Opening title and painting for series nine of ‘The Joy of Painting’. Don’t you feel calmer just looking at it?. (Photo credit: YouTube)

The Editor’s Desk: We need more Bob Ross

In a chaotic world, a place where there are no mistakes, just happy accidents, is a relief

I recently took part in a painting session led by the wonderful Jo Petty, and to say that I was well out of my comfort zone would be an understatement. I haven’t painted anything other than a wall since I was in Grade 7, back when Gerald Ford was president, so picking up a paintbrush and attempting not to destroy a perfectly innocent canvas was daunting, to say the least.

That I emerged with something that was actually recognizable (just about, if you squint) as a sunflower was more a tribute to Jo’s expert guidance and joyous (there’s no other word for it) encouragement than to my artistic abilities. It’s easy to see why countless children have blossomed under her teaching, and embraced the opportunity to create their own works of art.

Jo is spiritual kin to the late, great Bob Ross, he of Joy of Painting fame. All of his TV shows — in which he starts with a blank canvas and finishes with a lovely painting in under 30 minutes — are available on YouTube, and I often find myself pulling one up and playing it in the background while I work at my computer, which is something I do rather a lot.

“Listening to a painting show?” I hear someone cry. “What kind of craziness is that?” It does sound odd, I admit, but anyone who has ever listened to Bob talk viewers through creating a painting will know how calming a presence he is. You don’t have to watch the show to be soothed by his voice as he talks about alizarin crimson and phthalo blue and van dyke brown, waterlines and fluffy clouds, and of course happy little trees. The place he conjures up is one of joy and imagination, peace and tranquility, beauty and grace.

It’s amazingly comforting, particularly in a world where many things seem to be out of control. In Bob’s world, people don’t make mistakes; they have happy accidents. He frequently tells viewers that they can do whatever they want with their paint and canvas; he is simply there to guide. Do you want mountains in your painting? Bob loves mountains (boy, does Bob love mountains), but he understands perfectly if you don’t; leave them out if that’s what makes you happy.

Anyone who dislikes somewhat folksy charm will probably not find the shows to their liking, because Bob is full of anecdotes about his time living in Alaska, the pets he had as a child in Florida and his mom’s reaction when his snake got loose, and the various wild animals who stray into his path and find a home in his world until they can be released back into the wild. That said, if the sight of a squirrel poking its head out of Bob’s pocket doesn’t make you smile, then you might want to check the place where your heart should be.
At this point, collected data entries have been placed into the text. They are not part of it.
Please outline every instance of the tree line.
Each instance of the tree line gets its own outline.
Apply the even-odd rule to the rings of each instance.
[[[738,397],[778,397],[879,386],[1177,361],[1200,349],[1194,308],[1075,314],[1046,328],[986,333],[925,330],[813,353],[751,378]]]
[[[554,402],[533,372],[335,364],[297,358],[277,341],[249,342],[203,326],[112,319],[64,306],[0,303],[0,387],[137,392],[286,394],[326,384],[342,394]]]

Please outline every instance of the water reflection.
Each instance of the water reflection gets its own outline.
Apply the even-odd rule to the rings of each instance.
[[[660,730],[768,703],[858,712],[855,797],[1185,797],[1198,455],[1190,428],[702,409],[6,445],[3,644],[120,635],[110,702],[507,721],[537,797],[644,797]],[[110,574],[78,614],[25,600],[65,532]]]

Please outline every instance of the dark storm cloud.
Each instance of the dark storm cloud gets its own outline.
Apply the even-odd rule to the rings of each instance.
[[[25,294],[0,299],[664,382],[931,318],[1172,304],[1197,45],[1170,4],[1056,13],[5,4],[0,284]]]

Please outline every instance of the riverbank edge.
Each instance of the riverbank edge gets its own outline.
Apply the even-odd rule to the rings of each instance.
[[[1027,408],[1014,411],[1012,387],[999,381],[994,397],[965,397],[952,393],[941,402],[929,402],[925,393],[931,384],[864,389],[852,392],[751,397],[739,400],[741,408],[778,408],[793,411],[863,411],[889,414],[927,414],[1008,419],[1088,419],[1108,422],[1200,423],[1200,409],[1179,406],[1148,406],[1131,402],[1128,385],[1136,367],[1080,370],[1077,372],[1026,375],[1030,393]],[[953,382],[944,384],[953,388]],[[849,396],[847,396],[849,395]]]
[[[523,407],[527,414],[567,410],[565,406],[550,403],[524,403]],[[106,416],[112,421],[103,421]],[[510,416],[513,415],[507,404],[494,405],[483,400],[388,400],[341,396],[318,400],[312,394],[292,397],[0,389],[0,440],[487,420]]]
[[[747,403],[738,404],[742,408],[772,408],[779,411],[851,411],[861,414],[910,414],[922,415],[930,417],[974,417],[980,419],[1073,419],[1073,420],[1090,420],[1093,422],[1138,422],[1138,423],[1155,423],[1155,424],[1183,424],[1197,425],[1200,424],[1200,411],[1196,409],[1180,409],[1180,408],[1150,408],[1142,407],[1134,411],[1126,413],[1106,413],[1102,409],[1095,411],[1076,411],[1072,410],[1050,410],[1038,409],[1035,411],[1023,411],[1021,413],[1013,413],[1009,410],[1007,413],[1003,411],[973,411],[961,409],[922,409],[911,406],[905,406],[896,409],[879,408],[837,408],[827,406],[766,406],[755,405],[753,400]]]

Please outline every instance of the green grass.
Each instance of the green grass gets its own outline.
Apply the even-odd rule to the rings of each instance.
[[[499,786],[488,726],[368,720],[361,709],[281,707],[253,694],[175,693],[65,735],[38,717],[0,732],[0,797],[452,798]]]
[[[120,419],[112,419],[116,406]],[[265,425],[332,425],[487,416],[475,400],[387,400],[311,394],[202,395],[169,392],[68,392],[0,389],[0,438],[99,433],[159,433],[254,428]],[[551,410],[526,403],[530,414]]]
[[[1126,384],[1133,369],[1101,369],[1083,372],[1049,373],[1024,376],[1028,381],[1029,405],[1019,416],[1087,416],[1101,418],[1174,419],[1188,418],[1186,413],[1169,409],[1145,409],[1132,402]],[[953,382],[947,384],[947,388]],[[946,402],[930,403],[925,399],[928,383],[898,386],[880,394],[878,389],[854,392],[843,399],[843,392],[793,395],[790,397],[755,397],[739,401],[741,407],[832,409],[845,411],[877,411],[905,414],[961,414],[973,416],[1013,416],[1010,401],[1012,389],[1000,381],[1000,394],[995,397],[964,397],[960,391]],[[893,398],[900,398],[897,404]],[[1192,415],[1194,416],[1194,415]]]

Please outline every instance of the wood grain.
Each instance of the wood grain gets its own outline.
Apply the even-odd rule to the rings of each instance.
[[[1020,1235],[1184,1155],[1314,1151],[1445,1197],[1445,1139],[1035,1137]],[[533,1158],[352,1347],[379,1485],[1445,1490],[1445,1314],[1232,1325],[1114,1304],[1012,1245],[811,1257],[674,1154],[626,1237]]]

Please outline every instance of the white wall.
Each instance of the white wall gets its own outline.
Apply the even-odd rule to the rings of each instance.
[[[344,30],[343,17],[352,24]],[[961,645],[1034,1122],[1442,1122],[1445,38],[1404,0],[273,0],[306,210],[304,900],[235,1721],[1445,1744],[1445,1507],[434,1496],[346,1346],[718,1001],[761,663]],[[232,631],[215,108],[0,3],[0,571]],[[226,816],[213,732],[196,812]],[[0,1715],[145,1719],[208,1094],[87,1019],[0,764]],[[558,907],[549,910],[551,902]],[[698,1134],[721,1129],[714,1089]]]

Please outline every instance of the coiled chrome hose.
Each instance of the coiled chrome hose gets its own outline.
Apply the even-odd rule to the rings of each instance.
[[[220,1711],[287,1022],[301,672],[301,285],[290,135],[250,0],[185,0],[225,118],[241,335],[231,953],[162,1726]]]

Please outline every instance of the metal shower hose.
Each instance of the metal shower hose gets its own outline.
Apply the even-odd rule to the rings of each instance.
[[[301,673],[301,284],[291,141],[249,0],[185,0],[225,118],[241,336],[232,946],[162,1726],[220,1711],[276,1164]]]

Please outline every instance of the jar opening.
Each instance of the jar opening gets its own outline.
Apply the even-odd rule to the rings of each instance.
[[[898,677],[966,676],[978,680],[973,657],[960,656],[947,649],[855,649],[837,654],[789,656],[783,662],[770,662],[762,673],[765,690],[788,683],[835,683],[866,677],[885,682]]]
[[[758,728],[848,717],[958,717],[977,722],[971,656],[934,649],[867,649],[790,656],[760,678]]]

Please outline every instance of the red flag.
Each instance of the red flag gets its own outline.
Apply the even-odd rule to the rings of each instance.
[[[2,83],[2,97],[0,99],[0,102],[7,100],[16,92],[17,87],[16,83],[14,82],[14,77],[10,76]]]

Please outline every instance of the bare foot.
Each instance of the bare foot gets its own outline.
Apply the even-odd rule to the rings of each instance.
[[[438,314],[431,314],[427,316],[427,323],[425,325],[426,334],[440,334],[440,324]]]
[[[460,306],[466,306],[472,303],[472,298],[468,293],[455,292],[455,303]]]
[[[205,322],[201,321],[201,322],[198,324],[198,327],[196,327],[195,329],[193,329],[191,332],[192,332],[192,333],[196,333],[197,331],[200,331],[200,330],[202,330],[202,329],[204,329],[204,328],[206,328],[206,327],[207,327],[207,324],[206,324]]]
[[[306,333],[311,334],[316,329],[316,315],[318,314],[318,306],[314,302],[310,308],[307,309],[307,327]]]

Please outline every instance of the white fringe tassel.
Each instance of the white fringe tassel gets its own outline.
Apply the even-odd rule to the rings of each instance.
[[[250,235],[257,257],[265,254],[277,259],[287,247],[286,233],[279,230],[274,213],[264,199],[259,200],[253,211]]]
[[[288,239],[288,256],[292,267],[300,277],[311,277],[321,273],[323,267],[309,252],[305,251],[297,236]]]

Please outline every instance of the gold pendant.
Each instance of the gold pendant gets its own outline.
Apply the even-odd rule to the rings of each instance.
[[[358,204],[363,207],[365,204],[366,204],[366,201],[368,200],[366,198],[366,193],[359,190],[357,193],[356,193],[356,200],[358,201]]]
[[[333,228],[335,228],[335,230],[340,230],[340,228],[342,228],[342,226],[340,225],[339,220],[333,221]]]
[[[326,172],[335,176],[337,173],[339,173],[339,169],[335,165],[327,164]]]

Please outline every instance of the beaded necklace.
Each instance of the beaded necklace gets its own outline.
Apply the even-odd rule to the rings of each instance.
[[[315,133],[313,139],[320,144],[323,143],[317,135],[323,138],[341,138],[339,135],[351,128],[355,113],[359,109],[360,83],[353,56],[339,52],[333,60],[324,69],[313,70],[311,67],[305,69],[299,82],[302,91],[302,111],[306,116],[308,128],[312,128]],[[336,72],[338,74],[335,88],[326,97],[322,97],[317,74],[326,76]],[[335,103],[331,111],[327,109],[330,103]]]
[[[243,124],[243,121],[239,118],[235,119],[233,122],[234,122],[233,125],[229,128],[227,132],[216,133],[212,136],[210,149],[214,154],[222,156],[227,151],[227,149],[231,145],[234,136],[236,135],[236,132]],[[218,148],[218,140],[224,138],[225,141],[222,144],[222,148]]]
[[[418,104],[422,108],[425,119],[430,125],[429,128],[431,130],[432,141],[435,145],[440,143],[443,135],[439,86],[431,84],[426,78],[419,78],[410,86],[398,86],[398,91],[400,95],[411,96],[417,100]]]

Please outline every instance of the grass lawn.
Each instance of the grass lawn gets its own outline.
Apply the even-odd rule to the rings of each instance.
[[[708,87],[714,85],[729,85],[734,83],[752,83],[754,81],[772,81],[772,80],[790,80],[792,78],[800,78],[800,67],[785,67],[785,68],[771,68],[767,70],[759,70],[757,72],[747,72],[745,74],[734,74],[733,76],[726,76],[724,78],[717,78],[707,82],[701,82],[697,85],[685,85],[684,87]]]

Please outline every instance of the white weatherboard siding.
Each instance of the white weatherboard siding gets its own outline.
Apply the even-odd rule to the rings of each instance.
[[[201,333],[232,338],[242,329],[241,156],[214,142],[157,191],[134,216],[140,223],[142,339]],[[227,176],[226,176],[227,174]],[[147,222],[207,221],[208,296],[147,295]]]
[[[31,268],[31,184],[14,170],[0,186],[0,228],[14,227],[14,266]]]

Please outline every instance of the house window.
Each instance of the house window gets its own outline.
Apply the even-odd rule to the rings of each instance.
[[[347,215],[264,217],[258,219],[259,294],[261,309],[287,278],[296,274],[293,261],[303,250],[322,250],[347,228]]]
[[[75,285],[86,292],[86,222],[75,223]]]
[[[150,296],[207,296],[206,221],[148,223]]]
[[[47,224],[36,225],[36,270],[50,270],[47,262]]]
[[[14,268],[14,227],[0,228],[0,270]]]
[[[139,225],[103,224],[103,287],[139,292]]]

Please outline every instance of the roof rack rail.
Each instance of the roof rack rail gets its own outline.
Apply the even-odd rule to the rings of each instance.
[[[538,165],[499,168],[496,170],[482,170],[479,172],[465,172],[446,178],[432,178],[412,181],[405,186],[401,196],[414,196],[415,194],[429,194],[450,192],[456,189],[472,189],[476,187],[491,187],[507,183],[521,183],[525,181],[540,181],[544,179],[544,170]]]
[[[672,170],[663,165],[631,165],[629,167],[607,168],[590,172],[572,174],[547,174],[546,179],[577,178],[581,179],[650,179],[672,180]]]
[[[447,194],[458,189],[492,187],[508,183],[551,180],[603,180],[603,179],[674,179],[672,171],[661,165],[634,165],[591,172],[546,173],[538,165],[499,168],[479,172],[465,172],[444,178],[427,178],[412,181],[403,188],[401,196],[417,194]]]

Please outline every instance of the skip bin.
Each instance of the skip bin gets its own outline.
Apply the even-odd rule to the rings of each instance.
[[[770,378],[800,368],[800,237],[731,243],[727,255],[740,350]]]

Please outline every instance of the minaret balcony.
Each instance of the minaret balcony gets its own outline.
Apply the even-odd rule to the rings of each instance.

He is also unfailingly encouraging. Not only is he convinced that absolutely anyone can paint, he is constantly reassuring his viewers that yes, he means them. I know it’s fashionable in some quarters to sneer at the “everyone gets a medal for taking part” school of thought, but when you’re trying something you’ve never done and feeling more than a little self-conscious about it, you want someone telling you what a great job you’re doing, not someone standing with their hands on their hips and telling you that a six-year-old could produce a better painting than that.

Bob’s world is the polar opposite of the one we see so often on the news these days. It’s a world where humility, kindness, encouragement, and the joy of creating something are celebrated, not seen as weaknesses, and it’s a world I’m more than happy to escape to. Finding it in real life, during the painting session with Jo a few weeks back, was a joy indeed. Hopefully there will be another class, and another unsuspecting canvas, soon. In the meantime, Bob’s world is only a click away.

Written while listening to “Mountain Path”, The Joy of Painting season nine, episode nine.